Signing of ‘Sagip Saka’ IRR sets efforts to raise farmers, fisherfolks income in motion

Published October 21, 2019, 4:43 PM

by CJ Juntereal

By Mario Casayuran

Opposition Senator Francis N. Pangilinan said Monday the Department of Agriculture now has the framework to effectively raise the incomes of farmers and fisherfolk following the signing of the implementing rules and regulations (IRR) of the Sagip Saka Act.

Senator Francis "Kiko" Pangilinan (Photo from Kiko Pangilinan website / / MANILA BULLETIN)
Senator Francis “Kiko” Pangilinan (Photo from Kiko Pangilinan website / / MANILA BULLETIN)

“We have passed the law, and now that Agriculture Secretary William Dar signed the IRR, we can now focus on increasing farmers’ and fisherfolk’s incomes by developing and promoting their enterprises and directly linking them to private and government consumers,” he said.

Pangilinan is the author and proponent of the Sagip Saka Act.

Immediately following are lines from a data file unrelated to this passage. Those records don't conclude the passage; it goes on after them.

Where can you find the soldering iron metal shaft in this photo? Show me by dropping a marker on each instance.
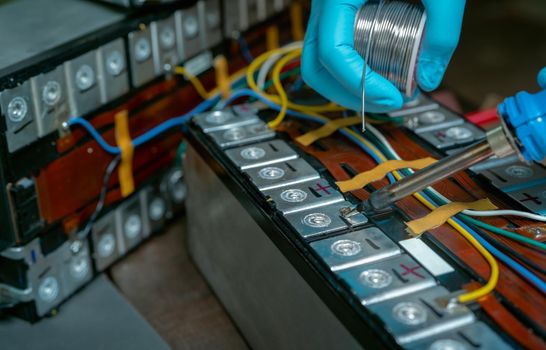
(430, 175)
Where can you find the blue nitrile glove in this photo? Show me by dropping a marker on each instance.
(331, 65)
(542, 78)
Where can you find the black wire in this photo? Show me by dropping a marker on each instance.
(507, 249)
(102, 197)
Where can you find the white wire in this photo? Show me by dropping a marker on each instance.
(486, 213)
(270, 62)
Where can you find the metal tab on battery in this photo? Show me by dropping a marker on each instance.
(188, 32)
(516, 176)
(476, 335)
(210, 17)
(242, 135)
(387, 279)
(222, 120)
(282, 174)
(244, 109)
(140, 51)
(261, 154)
(431, 120)
(417, 316)
(106, 248)
(166, 53)
(533, 198)
(18, 110)
(113, 70)
(322, 220)
(130, 223)
(453, 136)
(304, 196)
(355, 248)
(82, 78)
(50, 100)
(419, 105)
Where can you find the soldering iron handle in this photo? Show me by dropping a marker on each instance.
(430, 175)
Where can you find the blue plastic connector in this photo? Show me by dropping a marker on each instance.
(525, 115)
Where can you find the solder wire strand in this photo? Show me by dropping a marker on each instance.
(386, 35)
(456, 223)
(494, 269)
(483, 225)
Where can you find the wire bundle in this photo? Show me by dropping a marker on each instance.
(388, 35)
(378, 148)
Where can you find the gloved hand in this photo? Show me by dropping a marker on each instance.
(542, 78)
(331, 65)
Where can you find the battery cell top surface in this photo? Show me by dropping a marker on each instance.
(30, 28)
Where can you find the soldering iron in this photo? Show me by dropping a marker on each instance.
(522, 132)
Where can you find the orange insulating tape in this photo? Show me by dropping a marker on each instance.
(296, 17)
(125, 144)
(440, 215)
(222, 76)
(272, 38)
(381, 171)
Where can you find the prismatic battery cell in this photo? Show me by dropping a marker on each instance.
(355, 248)
(304, 196)
(387, 279)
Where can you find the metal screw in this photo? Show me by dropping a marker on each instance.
(17, 109)
(519, 171)
(271, 173)
(253, 153)
(157, 209)
(235, 134)
(167, 38)
(317, 220)
(115, 64)
(48, 289)
(76, 247)
(191, 27)
(51, 93)
(85, 77)
(346, 247)
(432, 117)
(458, 133)
(376, 278)
(106, 245)
(213, 19)
(142, 50)
(132, 226)
(79, 267)
(293, 195)
(218, 117)
(177, 186)
(257, 129)
(410, 313)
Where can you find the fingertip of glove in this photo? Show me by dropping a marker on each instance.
(430, 75)
(542, 78)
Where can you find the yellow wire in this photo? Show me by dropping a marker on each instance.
(311, 110)
(194, 81)
(494, 267)
(199, 86)
(253, 67)
(278, 85)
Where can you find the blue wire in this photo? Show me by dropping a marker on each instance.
(251, 93)
(91, 130)
(245, 50)
(149, 135)
(520, 269)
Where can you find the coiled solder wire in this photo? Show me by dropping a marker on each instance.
(388, 36)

He said the implementation of the law begins with a number of things, including:

  1. Organizational:

– Creation of the Farmers and Fisherfolk Enterprise Development Council that includes representatives from DA and the Departments of Trade and Industry (at least undersecretary), Interior and Local Government, and Finance, the Cooperative Development Authority, farmers’ and fisherfolk’s organizations, and agriculture/food/restaurant/business sector;

– Establishment of Sagip Saka desks at the Office of the Secretary and in regional field offices;

– Creation of the National Sagip Saka Program Steering Committee that includes representatives from various DA units,

– Having the DA’s Agribusiness and Marketing Assistance Service (AMAS) serve as secretariat and coordinator/facilitator with the National Economic and Development Authority (NEDA).

  1. Budgetary:

– Inclusion of activities and funding support for Sagip Saka in DA’s annual plan and budget proposal.

  1. Information systems:

– Listing of agricultural and fishery products that national and government agencies require for their various programs (eg, feeding);

– A roster of private companies who are willing to buy from food producers, donate equipment, and transfer technology.

– Registry of farmers’ and fisherfolk’s organizations.

  1. Other processes:

– Reorientation of the local agriculture and fishery councils toward enterprise development;

– Exemption of donations from donor’s tax, as well as of enterprises registered as barangay micro-business enterprises from income tax;

– Preferential rates and special window to accredited farmers and fisherfolk enterprises.

‘’Poverty has always been the problem. We need to start lifting the living standard of those who feed us. Because if the farmers and the fisherfolk are OK, the entire Philippines would be OK,” according to Pangilinan, former food security secretary during the Noynoy Aquino presidency.